No final de 2012, as tensões entre o jornal e o governo do presidente Evo Morales aumentaram dramaticamente e, em agosto deste ano, atingiram o seu ponto crítico: um erro infeliz pela publicação culminou com a saída de Peñaranda, que se demitiu para proteger a reputação do Página Siete.
Esta semana, um grupo de 14 alunos latino-americanos da Fundação Nieman da Universidade de Harvard escreveu uma carta de apoio para se juntar a outros colegas e indíviduos que expressaram sua solidariedade com Peñaranda, o primeiro jornalista boliviano que ganhou um prestigioso prêmio. Entre os signatários estão Mónica Almeida do Equador, Alfredo Corchado, correspondente do jornal americano The Dallas Morning News no México, e o fundador do Centro Knight para o Jornalismo nas Américas, Rosental Calmon Alves.

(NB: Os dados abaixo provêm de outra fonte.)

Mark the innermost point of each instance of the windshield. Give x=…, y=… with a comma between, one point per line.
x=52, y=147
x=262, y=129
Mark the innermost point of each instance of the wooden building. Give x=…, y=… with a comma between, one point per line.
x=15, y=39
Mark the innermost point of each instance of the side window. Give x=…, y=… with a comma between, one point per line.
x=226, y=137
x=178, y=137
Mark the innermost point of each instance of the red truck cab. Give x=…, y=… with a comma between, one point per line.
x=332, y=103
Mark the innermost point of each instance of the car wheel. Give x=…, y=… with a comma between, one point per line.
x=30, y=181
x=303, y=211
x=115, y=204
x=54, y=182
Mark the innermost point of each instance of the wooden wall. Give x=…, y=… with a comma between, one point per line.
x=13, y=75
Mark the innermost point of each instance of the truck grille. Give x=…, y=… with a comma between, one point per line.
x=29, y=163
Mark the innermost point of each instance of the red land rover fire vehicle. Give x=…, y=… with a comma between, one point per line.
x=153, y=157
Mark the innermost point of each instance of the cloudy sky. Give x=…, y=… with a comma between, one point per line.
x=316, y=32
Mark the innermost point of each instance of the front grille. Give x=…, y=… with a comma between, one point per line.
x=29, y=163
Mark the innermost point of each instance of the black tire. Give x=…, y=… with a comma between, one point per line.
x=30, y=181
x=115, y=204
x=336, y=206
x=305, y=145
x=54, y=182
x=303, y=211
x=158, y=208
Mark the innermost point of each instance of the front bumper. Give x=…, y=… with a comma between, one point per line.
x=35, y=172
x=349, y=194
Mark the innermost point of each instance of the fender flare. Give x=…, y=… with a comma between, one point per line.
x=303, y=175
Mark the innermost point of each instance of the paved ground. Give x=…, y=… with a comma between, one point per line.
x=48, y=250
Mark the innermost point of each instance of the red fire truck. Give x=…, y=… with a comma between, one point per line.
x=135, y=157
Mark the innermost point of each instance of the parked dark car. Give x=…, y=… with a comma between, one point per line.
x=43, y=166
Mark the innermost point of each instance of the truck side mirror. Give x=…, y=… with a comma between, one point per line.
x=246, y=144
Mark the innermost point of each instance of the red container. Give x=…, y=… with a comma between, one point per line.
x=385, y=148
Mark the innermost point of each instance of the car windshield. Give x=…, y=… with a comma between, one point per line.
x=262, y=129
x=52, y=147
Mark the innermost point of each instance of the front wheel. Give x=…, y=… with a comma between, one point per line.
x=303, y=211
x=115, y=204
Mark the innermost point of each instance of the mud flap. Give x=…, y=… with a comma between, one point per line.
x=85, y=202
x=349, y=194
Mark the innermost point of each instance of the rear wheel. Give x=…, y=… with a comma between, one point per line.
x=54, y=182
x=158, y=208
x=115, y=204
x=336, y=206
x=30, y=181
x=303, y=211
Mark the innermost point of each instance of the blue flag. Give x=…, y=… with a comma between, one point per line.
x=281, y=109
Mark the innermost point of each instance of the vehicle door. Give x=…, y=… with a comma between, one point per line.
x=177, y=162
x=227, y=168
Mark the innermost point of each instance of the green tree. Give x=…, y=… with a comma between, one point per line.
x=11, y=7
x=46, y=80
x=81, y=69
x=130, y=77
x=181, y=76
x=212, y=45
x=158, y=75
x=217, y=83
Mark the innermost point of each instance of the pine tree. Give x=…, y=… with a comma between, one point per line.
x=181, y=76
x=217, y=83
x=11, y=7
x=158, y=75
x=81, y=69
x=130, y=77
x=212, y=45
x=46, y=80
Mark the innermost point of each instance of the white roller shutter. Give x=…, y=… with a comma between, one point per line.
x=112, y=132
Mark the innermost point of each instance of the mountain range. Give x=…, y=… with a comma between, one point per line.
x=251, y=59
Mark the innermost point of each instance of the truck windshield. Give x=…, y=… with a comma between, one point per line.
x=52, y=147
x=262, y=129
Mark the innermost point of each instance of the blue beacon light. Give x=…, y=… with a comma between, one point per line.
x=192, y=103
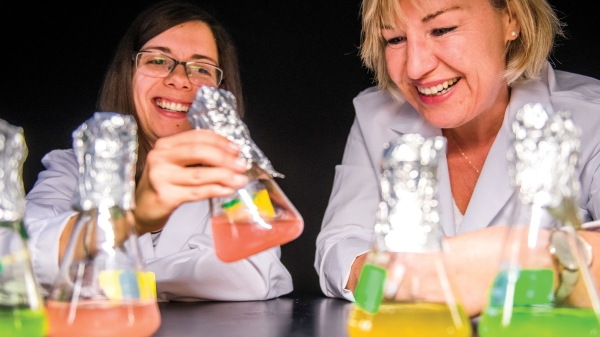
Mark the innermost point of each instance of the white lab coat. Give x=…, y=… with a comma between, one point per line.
x=183, y=259
x=347, y=227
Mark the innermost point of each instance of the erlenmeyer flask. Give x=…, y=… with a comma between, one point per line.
x=102, y=288
x=544, y=286
x=258, y=216
x=404, y=289
x=21, y=306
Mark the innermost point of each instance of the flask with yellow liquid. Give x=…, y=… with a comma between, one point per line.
x=544, y=286
x=102, y=289
x=258, y=216
x=404, y=288
x=22, y=311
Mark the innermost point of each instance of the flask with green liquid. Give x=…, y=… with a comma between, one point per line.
x=544, y=286
x=404, y=288
x=21, y=306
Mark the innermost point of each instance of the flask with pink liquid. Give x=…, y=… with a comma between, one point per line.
x=102, y=289
x=258, y=216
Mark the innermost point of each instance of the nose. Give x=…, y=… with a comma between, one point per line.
x=420, y=58
x=178, y=78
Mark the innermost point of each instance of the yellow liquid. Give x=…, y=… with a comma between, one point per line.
x=410, y=319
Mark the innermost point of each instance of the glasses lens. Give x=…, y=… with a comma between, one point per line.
x=153, y=64
x=201, y=73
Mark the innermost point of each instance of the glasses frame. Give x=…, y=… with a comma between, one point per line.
x=136, y=57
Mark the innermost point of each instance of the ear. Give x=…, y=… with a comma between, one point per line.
x=512, y=24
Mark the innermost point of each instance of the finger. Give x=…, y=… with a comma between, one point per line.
x=194, y=154
x=198, y=176
x=197, y=136
x=194, y=193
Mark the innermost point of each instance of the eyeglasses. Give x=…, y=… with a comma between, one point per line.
x=155, y=64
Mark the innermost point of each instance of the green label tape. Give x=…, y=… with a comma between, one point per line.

"Nós que assinamos esta carta expressamos a nossa solidariedade e exigemos que o governo boliviano cesse sua pressão contra Raul Peñaranda e Página Sete", disseram eles.
O governo contra o Página Siete
A publicação diária Página Siete foi fundada em 2010 e desde então tem sido um problema para as autoridades.
Nos últimos anos, o governo Morales tem procurado consolidar um suporte de mídia de rede através de compras de mídia e pressão contra as publicações críticas. No entanto, existem algumas dificuldades em coagir o Página Siete na medida em que a publicação nunca confiou na publicidade do governo. Mesmo Peñaranda disse, há uma ordem do governo que proíbe a publicidade dentro de concessão do Página Siete.
As tensões começaram a piorar em agosto do ano passado, com a publicação de uma nota da ANF na Página Siete, relativamente a declarações feitas por Morales sobre segurança alimentar na cidade de Tiahuanacao, e na qual se referiu aos moradores do leste do país como "preguiçosos".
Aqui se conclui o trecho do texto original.